Читаем Марсиане полностью

— Так ведь худые, конечно... — вздохнула жена и тоже остановилась.

Кутехин посмотрел на нее и зашагал дальше по раскисшей дороге. Покорно зашагала за ним и жена.

А серенький, по–прежнему сеялся с неба дождь...

Василий Севастьянович и скобарек

Открыв дверь, я увидел в прихожей плешивенького, мутноглазого человека в спецовке. Он разговаривал по телефону.

— Але–але! Это бухгалтерия? Здесь рабочий в отрыве… Тринадцатая будет сегодня?

Не прерывая разговора, мужичок замахал мне рукой, чтобы я не стеснялся — заходил в свою квартиру.

На кухне сидел еще один работяга — помоложе, похамоватее. Он курил и стряхивал на пол пепел.

— Сколько там в длину, говоришь, метров? — не обращая на меня внимания, спросил он у жены.

— Четыре…

— Четыре?!

— Четыре… Мы мерили.

Парень недоверчиво покрутил головой. Бросил на пол окурок и, аккуратно затоптав его, вытащил из кармана спецовки металлический метр.

Пока он ползал на полу в коридоре, плешивенький рабочий закончил телефонный разговор.

— Не будет сегодня тринадцатой, скобарек! — горестно сообщил он.

На скобарька эта новость не произвела особого впечатления. Сосредоточенно полз он вдоль коридора, прикладывая к полу металлическую ленту.

— Севастьяныч! — все еще стоя на коленях, воскликнул он. — Здесь же четыре метра! Ты слышишь, Севастьяныч?!

— Врешь!

— Ну, вот! Ну падлой буду. Два раза мерил!

Василий Севастьянович подошел к скобарьку, и вдвоем они принялись придирчиво разглядывать инструмент, вытаскивая из него металлическую ленту.
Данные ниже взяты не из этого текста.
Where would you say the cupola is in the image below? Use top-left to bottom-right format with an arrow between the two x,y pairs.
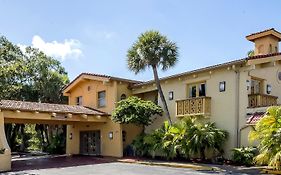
246,28 -> 281,55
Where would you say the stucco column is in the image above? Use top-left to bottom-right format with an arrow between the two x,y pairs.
66,124 -> 80,155
0,110 -> 12,172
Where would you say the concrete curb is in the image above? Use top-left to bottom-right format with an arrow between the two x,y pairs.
117,159 -> 221,172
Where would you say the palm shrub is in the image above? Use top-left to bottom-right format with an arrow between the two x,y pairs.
249,106 -> 281,170
130,118 -> 228,160
232,147 -> 257,166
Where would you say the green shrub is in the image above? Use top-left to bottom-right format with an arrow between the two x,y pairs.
232,147 -> 258,166
132,118 -> 228,160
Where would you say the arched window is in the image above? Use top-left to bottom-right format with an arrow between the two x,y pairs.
258,45 -> 264,54
269,44 -> 272,53
120,94 -> 127,100
122,131 -> 127,142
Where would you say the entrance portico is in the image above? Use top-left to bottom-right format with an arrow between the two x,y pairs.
0,100 -> 123,172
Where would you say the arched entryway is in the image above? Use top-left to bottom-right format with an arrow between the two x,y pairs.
0,100 -> 122,171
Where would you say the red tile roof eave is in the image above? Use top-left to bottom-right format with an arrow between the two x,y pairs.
248,52 -> 281,60
62,72 -> 142,91
246,28 -> 281,38
0,100 -> 109,116
132,57 -> 245,87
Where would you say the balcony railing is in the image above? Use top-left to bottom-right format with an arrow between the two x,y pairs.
176,97 -> 211,117
248,94 -> 278,108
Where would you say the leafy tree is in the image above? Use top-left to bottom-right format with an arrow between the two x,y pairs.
249,106 -> 281,170
112,96 -> 163,126
0,36 -> 69,153
127,30 -> 178,124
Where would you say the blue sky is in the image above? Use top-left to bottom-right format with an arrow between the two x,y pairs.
0,0 -> 281,80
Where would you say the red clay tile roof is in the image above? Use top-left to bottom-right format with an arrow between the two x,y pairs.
0,100 -> 109,116
246,28 -> 276,37
248,52 -> 281,60
133,58 -> 247,87
63,72 -> 141,90
246,112 -> 265,125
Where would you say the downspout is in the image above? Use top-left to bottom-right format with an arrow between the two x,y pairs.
235,70 -> 240,147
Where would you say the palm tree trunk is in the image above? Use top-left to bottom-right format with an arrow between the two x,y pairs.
152,66 -> 172,125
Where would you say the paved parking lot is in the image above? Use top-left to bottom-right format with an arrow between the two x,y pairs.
3,162 -> 221,175
2,156 -> 257,175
Василий Севастьянович впился глазами в метр, пытаясь, видимо, установить, не разбух ли он, не усох ли на лишние сантиметры, а скобарек сосредоточенно шевелил губами, словно бы пересчитывая — не пропало ли какое? — деления. Что–то, похоже, смутило их. Они вдруг принялись стучать ногтями по металлической ленте, крутили ее, поднимали над головой — и все это молча, обмениваясь лишь отдельными междометиями. Наконец скобарек завладел метром и, выбрав какой–то неусохший — Василий Севастьянович одобрительно кивнул ему — кусок, начал прикладывать его то тут, то там к стене, сопя и волнуясь и время от времени со злобой поглядывая на нас.

Василий Севастьянович вернулся в кресло возле телефона и снова снял трубку.

— Четыре? — спросил он, набирая номер.

— Бля буду. Четыре — падла!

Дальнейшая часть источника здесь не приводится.